The memory knows the subject is "singular cat", but if we need to predict a verb, the output gate filters out only the "singular" information to conjugate correctly.

Output gate: sigmoid filter × tanh(cell state) = new hidden state

Final Fully Connected Layer

LSTM output (256-d) is an abstract concept. We need to translate it into an actual vocabulary word.

Linear layer: weight matrix projects hidden state onto a vocabulary-sized vector.

  • Training: Cross Entropy Loss comparing logits against the real next word (teacher forcing: feed the real word at time as input for step $t+1$)
  • Inference: pass logits through softmax, pick highest-probability word, feed it back as next input

FC layer: h_t (256-d) → linear 256×5507 → softmax → word probability distribution


Training

Dataset: Flickr8k: 8,000 images, 5 captions each = 40,000 pairs.

Strategy: Teacher forcing. Feed the real caption word at time as input for step . Forces the model to learn correct predictions rather than compounding its own errors during training.

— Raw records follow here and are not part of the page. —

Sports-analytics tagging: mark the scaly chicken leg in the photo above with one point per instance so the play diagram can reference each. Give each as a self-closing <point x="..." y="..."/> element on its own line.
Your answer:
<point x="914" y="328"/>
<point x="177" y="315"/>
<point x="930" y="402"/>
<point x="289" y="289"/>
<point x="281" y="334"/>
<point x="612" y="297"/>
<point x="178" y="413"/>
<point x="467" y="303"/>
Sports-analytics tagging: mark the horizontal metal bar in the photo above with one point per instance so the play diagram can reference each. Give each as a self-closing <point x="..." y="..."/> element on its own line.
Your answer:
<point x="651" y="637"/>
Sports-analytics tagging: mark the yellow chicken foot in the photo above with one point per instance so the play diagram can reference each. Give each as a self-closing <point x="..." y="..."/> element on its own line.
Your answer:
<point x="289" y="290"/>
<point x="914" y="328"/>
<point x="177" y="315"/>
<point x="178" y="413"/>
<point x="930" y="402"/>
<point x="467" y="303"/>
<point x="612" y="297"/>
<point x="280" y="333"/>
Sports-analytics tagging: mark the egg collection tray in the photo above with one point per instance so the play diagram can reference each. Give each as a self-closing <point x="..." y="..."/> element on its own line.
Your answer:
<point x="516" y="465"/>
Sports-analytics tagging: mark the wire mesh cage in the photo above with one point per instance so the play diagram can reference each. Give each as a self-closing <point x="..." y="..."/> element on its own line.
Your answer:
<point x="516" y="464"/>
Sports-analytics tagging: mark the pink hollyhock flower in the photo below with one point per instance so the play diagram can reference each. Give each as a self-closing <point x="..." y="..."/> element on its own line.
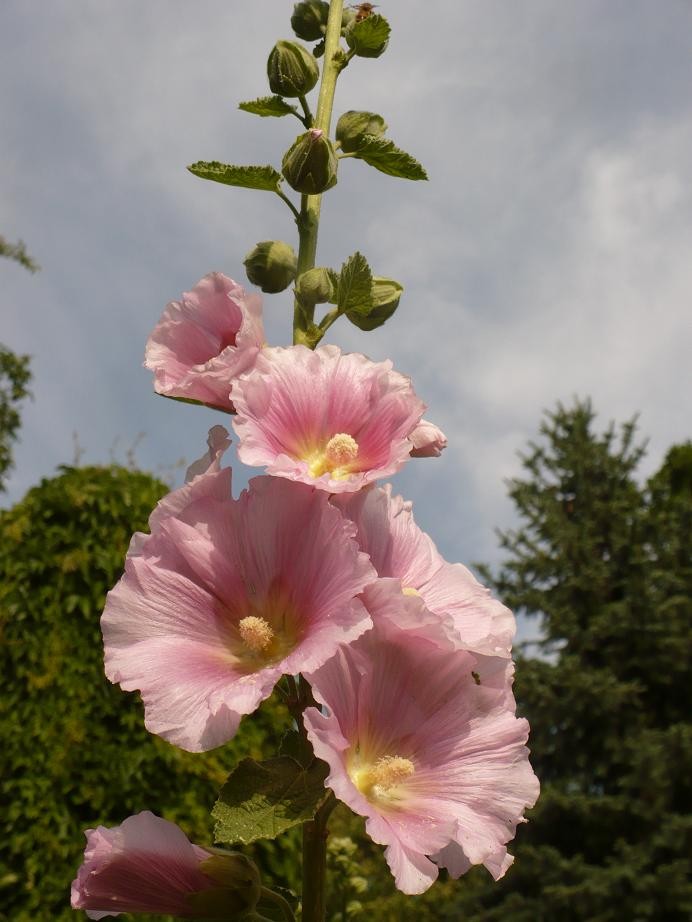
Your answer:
<point x="424" y="743"/>
<point x="205" y="340"/>
<point x="470" y="617"/>
<point x="428" y="441"/>
<point x="148" y="865"/>
<point x="335" y="420"/>
<point x="225" y="596"/>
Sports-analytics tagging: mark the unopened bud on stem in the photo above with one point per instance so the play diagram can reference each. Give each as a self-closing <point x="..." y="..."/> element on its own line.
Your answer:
<point x="271" y="265"/>
<point x="291" y="69"/>
<point x="309" y="165"/>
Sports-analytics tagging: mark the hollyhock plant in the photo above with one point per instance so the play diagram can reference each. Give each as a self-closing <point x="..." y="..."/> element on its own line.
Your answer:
<point x="428" y="440"/>
<point x="205" y="340"/>
<point x="221" y="600"/>
<point x="149" y="865"/>
<point x="328" y="418"/>
<point x="437" y="766"/>
<point x="400" y="551"/>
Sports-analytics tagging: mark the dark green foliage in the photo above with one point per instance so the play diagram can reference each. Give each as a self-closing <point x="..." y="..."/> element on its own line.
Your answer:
<point x="607" y="563"/>
<point x="15" y="376"/>
<point x="75" y="752"/>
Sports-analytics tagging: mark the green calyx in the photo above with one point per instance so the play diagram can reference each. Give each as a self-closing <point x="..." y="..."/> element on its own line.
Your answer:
<point x="316" y="287"/>
<point x="353" y="126"/>
<point x="309" y="19"/>
<point x="291" y="69"/>
<point x="237" y="886"/>
<point x="310" y="164"/>
<point x="271" y="265"/>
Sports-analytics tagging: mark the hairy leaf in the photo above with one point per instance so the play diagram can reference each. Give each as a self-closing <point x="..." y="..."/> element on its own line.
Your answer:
<point x="265" y="178"/>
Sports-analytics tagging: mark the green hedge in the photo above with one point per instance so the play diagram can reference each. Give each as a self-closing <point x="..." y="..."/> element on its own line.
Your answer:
<point x="75" y="752"/>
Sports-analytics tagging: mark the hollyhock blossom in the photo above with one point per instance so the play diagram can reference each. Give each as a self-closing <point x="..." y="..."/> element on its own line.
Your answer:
<point x="205" y="340"/>
<point x="424" y="743"/>
<point x="428" y="441"/>
<point x="148" y="865"/>
<point x="464" y="610"/>
<point x="332" y="419"/>
<point x="225" y="596"/>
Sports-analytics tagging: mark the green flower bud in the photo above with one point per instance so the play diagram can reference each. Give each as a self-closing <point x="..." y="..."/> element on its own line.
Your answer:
<point x="238" y="886"/>
<point x="353" y="125"/>
<point x="310" y="164"/>
<point x="315" y="287"/>
<point x="271" y="265"/>
<point x="386" y="294"/>
<point x="291" y="69"/>
<point x="309" y="19"/>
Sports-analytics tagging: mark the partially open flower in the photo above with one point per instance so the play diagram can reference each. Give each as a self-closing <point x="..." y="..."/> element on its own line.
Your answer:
<point x="471" y="618"/>
<point x="335" y="420"/>
<point x="225" y="596"/>
<point x="148" y="865"/>
<point x="428" y="441"/>
<point x="205" y="340"/>
<point x="424" y="743"/>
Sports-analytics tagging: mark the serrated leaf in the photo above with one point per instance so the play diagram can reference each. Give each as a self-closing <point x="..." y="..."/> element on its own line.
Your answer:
<point x="386" y="157"/>
<point x="265" y="178"/>
<point x="260" y="800"/>
<point x="354" y="291"/>
<point x="268" y="106"/>
<point x="369" y="37"/>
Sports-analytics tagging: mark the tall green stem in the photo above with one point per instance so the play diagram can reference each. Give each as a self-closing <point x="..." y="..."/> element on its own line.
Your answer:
<point x="309" y="219"/>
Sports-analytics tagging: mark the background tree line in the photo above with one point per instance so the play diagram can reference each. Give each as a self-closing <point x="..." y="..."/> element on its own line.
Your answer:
<point x="603" y="560"/>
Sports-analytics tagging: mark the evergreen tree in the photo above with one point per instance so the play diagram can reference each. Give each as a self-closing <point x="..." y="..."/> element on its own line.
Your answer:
<point x="606" y="564"/>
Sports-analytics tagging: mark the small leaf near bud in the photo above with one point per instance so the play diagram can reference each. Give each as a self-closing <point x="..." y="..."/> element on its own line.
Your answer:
<point x="386" y="294"/>
<point x="353" y="126"/>
<point x="271" y="265"/>
<point x="316" y="286"/>
<point x="310" y="164"/>
<point x="309" y="19"/>
<point x="368" y="38"/>
<point x="291" y="69"/>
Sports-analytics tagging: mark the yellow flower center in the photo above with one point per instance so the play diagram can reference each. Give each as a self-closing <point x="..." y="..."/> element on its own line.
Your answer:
<point x="256" y="633"/>
<point x="336" y="458"/>
<point x="382" y="780"/>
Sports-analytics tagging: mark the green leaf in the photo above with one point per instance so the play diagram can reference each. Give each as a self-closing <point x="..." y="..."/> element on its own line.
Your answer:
<point x="260" y="800"/>
<point x="268" y="106"/>
<point x="354" y="291"/>
<point x="369" y="37"/>
<point x="386" y="157"/>
<point x="265" y="178"/>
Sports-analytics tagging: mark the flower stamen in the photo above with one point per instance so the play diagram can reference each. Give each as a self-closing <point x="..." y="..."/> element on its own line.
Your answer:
<point x="256" y="633"/>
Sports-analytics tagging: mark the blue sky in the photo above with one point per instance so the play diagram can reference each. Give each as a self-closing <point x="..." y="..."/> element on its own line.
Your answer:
<point x="548" y="256"/>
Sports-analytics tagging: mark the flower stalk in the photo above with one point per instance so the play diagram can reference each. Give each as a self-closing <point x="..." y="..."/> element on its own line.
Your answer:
<point x="309" y="219"/>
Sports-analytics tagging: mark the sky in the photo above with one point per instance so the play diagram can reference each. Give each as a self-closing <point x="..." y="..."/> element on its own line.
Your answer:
<point x="548" y="257"/>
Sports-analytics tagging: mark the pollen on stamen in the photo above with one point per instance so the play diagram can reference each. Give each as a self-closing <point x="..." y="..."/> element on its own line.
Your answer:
<point x="341" y="449"/>
<point x="256" y="633"/>
<point x="390" y="771"/>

Data augmentation per epoch to force learning of robust visual concepts:

  • Random crop and resize
  • Horizontal flip
  • Color jitter (brightness/contrast)
  • Slight rotations

Results

Training loss decreased steadily. Validation loss stabilized around epoch ~150, then slightly increased. Mild overfitting.

Training vs validation loss over 200 epochs — validation plateaus around epoch 150

Output example 1

Output example 2

Output example 3

Subjects, actions, and settings are correctly identified. Syntactically a bit rough. Semantically reasonable though. Not bad for zero pretrained language model.


The Architectural Bottleneck

Here's the flaw: all visual information must pass through a single 256-d vector. By word 5, the model is generating "bicycle" but the image encoding is diluted across everything the ResNet ever saw.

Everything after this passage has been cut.